Afterland

Mai Der Vang
Graywolf Press ($16)

by John Bradley

Make me the monarch / morphed from suffering” states a section title of Mai Der Vang’s debut book of poetry, Afterland. She’s referring to the suffering of the Hmong due to the Vietnam war, or more specifically the “secret war” in Laos, where many Hmong lived. The author, a Hmong-American, explores in this book the deep emotional turmoil of displacement, exile, recovery of the past, and the difficulty of inventing a new home in the “afterland.”

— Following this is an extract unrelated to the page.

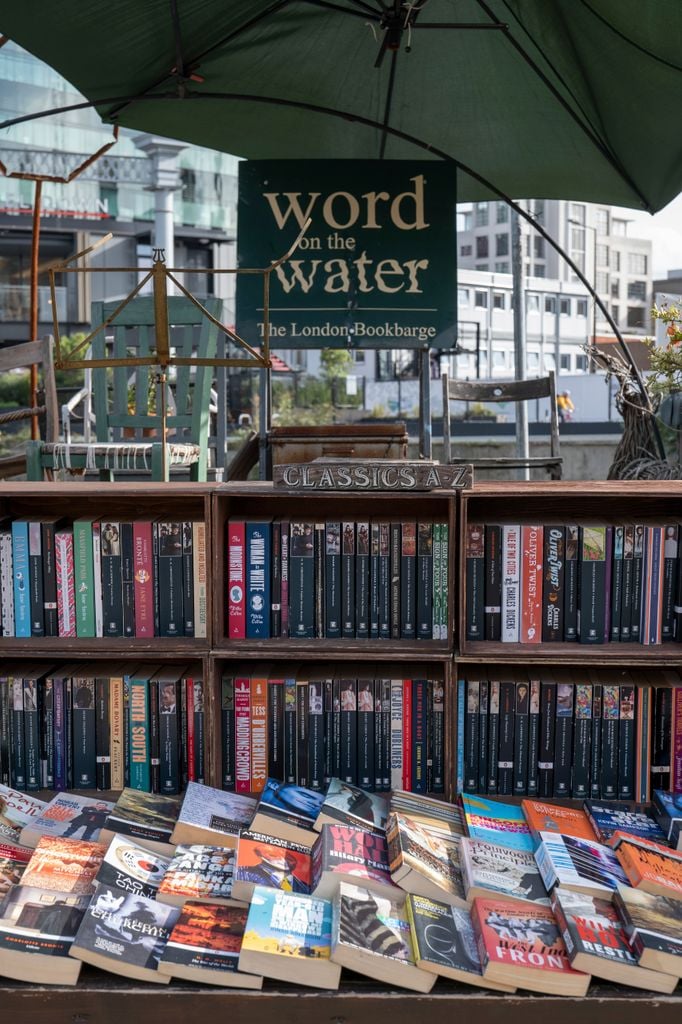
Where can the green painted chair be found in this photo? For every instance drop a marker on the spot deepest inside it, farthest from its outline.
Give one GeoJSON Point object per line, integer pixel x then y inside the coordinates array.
{"type": "Point", "coordinates": [126, 400]}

One poem in particular, “Dear Soldier of the Secret War,” focuses on the devastation of war and the betrayal of the Hmong by their allies, the Americans. The fate of the Hmong soldier left behind with a destroyed village is vividly contrasted with the American who left Laos: “Do you think of the American returning / to the coffee cup, // new linens / in a warm bed, // pulling into the driveway.” Vang does not downplay the horrors of war, as can be seen in this passage of the poem, which describes what happened when the Pathet Lao captured the Hmong soldier and his brother:

It was scalpel that day they captured
you both. They sliced off
and boiled his tongue,

forced it down your throat.

That the author feels a responsibility to tell the story of the Hmong can be seen from the first poem in the collection, “Another Heaven”: “I am but atoms / Of old passengers // Bereaved to my cloistered bones.” The unusual choice of the word “cloistered” reflects the poet’s need for solitude as well as for communal connection with those “passengers” who fled the war.

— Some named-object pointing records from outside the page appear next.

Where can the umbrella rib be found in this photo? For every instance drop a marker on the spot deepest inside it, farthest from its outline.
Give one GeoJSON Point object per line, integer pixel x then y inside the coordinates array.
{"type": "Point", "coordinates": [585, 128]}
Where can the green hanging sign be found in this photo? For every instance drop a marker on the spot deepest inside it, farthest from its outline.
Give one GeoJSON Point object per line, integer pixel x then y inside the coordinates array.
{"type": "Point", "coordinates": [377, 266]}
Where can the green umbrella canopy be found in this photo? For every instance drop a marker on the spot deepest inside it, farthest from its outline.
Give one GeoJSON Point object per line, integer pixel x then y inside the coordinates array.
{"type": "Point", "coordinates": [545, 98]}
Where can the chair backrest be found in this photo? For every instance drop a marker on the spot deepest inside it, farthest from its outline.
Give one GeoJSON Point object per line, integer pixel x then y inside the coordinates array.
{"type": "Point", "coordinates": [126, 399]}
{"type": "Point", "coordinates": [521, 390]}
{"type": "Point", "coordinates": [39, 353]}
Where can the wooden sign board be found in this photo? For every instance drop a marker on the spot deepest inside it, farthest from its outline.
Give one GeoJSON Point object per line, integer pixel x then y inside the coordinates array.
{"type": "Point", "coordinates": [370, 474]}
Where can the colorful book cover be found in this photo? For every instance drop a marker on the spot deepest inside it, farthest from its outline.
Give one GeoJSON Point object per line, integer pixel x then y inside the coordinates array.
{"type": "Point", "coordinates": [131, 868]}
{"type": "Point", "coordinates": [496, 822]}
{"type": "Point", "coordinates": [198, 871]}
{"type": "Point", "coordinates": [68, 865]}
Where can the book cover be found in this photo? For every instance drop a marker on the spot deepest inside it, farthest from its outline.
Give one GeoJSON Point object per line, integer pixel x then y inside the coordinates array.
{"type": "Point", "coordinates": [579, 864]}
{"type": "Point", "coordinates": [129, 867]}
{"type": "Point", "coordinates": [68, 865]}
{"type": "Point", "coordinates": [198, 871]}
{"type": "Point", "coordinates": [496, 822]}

Two poems to the author’s grandparents, “old passengers,” carry the deepest emotion in the book. In “Matriarch,” we see the collision of memory and American culture as it attempts to define what happened in Vietnam, Laos, and Cambodia. “She points at the television as if she could translate / Rocky, make sense of Rambo,” the poems begins. Perhaps the grandmother can’t translate the films, but the narrator can: “Rambo / Is carnage cloaked in her homeland mud.” There, in this Hollywood war fantasy, can be found the soil of the homeland, and while Rocky and Rambo merge, their eyes can be read; they resemble “dead stars” and speak of “A man omitted.” This the grandmother understands well, the poem tells us.

Much later in the book, in “Your Mountain Lies Down with You,” we hear the author tenderly address her grandfather. “You will see Mount Whitney is as beautiful as Phou Bia,” she promises him. But this beauty, this substitution comes at a cost: “The moon is sharp enough to cut your eat as the one from your village.” The poem closes with these moving lines:

Grandfather, you are not buried in the green mountains of Laos
but here in the Tollhouse hills, earth and heaven to oak gods.

Your highlands have come home,
and now you finally sleep.

The use of the word “home” brings comfort, as it means the grandfather’s geography now surrounds him, even as it contains the “oak gods” of another land.

While these poems reveal the emotional undercurrents of Afterland, they don’t convey the author’s bold linguistic play. In a recent interview for the Fairy Tale Review, she offers this advice to poets: “Bend. Risk. Distort. Create rupture.” Advice which she wholeheartedly embraces. Here are some of the lines that beautifully bend, risk, and distort: “The sky sleeps quilted in a militia of stars.” “Ants are spies for the dead.” “The dead cannot be reborn in metal.” “I go to funerals / to keep.” Vang is a skilled practitioner of the declarative sentence, her statements leading us to surprising discoveries. Take the last statement: We expect to hear “weep” but she withholds this, yet the similar sound of “keep” carries with it the emotion of weeping. The sentence doesn’t reveal what she keeps, but the poem suggests that the funeral allows her to keep memories, to keep stories of the past, to keep a culture alive, even as individuals die. Even as the task of carrying on the culture shifts to the next generation.

This stunning collection is not only the debut of a poet with a startlingly original voice; it also reminds the reader how long the legacy of a war lasts. The U.S. left Southeast Asia in 1973, and even now struggles to understand what that failed military engagement means. One sign of this struggle is the new documentary on the Vietnam war by Ken Burns and Lynn Novick, which will be shown this fall. Another sign is our nation’s current questioning of our international role, and specifically our role in Afghanistan. For Mai Der Vang, the cost of war is not about abstractions of policy or theories of power. In “The Spirit Meal,” she writes, “Now the dead come to dine / in my kitchen.” No doubt they will find nourishment in Afterland, as will readers looking for poetry steeped in history.